CBS Local — If you’re not getting a full night’s sleep, you won’t just be tired the next day, you may also be doing tremendous harm to your body.
The warning comes from leading sleep scientist Matthew Walker. The director of the Center for Human Sleep Science at the University of California, Berkeley said during an interview that the sleep-loss epidemic is literally making people sicker.
“No aspect of our biology is left unscathed by sleep deprivation,” he says. “It sinks down into every possible nook and cranny.
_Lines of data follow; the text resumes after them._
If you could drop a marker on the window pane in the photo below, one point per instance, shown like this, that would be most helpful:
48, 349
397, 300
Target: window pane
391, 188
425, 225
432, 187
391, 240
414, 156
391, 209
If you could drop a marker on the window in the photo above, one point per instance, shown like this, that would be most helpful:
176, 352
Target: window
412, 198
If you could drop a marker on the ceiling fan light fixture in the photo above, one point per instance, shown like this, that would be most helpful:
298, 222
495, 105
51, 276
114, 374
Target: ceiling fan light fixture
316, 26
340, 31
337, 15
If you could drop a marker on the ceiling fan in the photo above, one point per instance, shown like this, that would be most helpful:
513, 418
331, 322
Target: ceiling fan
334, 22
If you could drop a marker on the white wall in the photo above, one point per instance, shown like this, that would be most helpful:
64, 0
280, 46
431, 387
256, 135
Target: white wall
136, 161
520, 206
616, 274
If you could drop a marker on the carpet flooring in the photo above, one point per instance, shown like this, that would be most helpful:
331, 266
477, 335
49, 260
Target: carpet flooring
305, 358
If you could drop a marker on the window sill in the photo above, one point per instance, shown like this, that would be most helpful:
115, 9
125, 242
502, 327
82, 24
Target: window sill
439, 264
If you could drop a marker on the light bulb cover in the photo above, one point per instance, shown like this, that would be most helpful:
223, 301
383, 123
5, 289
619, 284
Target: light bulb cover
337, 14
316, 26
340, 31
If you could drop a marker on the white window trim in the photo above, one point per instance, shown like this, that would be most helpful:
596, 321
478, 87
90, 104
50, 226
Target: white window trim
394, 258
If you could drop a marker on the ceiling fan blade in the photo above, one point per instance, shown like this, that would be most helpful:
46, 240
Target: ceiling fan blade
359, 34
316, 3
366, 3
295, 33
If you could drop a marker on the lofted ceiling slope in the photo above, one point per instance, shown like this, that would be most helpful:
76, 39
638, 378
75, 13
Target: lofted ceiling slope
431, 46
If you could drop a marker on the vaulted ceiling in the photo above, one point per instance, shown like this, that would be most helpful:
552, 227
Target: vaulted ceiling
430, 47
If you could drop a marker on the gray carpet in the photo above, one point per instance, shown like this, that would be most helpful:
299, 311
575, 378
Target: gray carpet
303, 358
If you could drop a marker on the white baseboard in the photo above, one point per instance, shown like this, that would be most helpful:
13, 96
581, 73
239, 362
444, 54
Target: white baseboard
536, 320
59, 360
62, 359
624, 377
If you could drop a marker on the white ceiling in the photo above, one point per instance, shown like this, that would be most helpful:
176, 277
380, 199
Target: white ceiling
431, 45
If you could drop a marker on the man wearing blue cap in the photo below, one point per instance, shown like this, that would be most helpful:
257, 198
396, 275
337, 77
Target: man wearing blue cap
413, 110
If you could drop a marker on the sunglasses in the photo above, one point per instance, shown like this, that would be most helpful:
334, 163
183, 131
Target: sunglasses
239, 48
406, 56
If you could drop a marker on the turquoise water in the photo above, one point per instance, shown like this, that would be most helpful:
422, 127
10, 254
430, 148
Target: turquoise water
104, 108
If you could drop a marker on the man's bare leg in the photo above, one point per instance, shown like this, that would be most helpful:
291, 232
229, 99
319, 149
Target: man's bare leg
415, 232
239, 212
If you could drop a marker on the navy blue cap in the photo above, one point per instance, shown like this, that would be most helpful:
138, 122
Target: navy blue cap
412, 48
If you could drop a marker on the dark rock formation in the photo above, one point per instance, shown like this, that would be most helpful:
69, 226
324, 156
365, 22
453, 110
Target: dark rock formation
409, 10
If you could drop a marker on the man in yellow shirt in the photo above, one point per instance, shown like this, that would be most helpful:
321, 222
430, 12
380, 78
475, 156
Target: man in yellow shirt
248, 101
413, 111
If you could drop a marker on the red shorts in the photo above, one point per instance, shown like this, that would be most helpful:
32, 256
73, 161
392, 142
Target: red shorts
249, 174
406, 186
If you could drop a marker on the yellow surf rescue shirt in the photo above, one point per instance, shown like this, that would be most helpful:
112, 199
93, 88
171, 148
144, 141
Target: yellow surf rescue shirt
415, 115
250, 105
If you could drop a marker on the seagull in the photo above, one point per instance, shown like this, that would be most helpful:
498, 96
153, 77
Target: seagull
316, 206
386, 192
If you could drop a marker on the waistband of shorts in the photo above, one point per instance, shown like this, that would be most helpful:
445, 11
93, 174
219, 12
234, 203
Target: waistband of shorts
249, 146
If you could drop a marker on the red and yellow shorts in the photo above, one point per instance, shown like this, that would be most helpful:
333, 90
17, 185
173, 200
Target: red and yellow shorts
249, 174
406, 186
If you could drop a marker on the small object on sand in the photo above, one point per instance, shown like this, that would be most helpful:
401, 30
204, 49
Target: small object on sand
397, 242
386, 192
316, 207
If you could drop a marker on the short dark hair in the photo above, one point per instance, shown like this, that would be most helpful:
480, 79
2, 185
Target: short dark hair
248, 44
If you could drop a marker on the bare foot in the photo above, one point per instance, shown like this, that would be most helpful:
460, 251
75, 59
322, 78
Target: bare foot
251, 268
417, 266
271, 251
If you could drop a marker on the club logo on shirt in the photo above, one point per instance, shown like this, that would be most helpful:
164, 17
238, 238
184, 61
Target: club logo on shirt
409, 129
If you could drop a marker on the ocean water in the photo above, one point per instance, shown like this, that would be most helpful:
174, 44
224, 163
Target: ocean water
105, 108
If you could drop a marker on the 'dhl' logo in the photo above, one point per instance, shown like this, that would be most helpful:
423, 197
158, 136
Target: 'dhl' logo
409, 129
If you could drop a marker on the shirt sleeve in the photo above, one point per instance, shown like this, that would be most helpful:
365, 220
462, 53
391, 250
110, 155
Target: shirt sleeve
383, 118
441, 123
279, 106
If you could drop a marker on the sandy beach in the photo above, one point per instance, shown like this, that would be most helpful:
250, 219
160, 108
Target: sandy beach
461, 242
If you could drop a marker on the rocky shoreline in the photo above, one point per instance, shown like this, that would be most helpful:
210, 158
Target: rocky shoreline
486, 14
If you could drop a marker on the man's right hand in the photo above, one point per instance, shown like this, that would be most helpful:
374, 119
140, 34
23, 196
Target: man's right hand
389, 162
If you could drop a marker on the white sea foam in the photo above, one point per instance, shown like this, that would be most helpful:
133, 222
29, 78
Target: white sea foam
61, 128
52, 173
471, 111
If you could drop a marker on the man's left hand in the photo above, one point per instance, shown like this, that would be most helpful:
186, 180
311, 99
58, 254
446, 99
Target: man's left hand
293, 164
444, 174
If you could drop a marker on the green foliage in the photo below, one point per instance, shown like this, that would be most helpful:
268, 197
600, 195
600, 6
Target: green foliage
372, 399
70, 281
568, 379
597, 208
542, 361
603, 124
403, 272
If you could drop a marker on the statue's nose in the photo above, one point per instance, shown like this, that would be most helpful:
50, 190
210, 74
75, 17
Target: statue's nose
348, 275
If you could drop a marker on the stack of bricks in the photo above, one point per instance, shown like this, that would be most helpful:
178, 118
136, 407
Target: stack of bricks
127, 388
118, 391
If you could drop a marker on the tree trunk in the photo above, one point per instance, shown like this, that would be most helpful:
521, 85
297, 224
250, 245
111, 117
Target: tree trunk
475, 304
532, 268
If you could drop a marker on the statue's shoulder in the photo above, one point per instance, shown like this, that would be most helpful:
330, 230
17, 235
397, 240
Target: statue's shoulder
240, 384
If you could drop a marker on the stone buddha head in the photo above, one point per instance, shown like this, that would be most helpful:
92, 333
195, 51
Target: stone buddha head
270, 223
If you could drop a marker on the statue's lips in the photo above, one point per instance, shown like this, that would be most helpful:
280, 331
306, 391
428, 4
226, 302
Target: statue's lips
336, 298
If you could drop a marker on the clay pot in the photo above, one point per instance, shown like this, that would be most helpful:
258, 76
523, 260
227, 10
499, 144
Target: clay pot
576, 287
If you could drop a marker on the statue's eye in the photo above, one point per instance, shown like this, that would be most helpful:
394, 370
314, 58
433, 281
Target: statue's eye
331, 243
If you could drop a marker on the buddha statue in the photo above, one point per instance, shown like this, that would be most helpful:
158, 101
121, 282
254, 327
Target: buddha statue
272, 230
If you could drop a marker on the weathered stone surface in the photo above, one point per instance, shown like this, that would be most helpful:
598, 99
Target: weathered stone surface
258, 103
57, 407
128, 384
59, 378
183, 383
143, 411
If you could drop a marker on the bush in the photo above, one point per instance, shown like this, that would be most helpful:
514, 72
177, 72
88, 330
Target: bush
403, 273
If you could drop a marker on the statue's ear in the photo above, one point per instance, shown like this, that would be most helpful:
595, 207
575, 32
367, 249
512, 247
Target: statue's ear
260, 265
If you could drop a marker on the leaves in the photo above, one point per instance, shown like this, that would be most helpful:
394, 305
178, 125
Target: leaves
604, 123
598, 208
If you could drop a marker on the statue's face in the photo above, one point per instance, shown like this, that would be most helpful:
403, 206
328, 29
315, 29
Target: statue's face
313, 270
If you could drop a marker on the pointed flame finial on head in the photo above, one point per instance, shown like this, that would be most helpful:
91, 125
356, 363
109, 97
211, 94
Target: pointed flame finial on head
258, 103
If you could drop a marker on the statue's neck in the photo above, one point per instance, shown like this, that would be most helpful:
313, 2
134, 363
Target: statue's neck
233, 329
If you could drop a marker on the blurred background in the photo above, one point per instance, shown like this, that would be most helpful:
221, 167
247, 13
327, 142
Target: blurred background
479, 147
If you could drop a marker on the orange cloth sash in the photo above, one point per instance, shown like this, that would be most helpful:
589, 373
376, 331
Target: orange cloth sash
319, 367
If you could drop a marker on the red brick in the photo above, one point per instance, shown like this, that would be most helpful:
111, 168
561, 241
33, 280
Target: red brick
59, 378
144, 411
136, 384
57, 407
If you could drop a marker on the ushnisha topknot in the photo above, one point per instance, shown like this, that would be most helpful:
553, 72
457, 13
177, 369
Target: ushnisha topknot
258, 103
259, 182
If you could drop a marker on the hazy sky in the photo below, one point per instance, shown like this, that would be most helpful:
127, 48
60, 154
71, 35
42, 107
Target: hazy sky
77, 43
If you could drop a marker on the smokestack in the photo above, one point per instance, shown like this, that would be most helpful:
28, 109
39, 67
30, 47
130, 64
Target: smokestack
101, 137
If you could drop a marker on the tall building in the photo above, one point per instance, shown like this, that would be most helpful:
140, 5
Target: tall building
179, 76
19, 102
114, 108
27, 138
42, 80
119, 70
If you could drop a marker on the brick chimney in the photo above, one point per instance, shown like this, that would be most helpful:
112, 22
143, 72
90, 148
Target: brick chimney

And yet no one is doing anything about it. Things have to change: in the workplace and our communities, our homes and families.”
“We have stigmatized sleep with the label of laziness. We want to seem busy, and one way we express that is by proclaiming how little sleep we’re getting. It’s a badge of honor. When I give lectures, people will wait behind until there is no one around and then tell me quietly: ‘I seem to be one of those people who need eight or nine hours’ sleep.’ It’s embarrassing to say it in public.”
Walker and his group reportedly went through several studies which all found that sleeping less resulted in a shorter lifespan. According to one of the studies, adults over the age of 45 who slept less than six hours a night were 200 percent more likely to have a heart attack or stroke compared to people who had close to eight hours of sleep.
“People use alarms to wake up,” Walker added. “Why don’t we have a bedtime alarm to tell us we’ve got half an hour, that we should start cycling down?”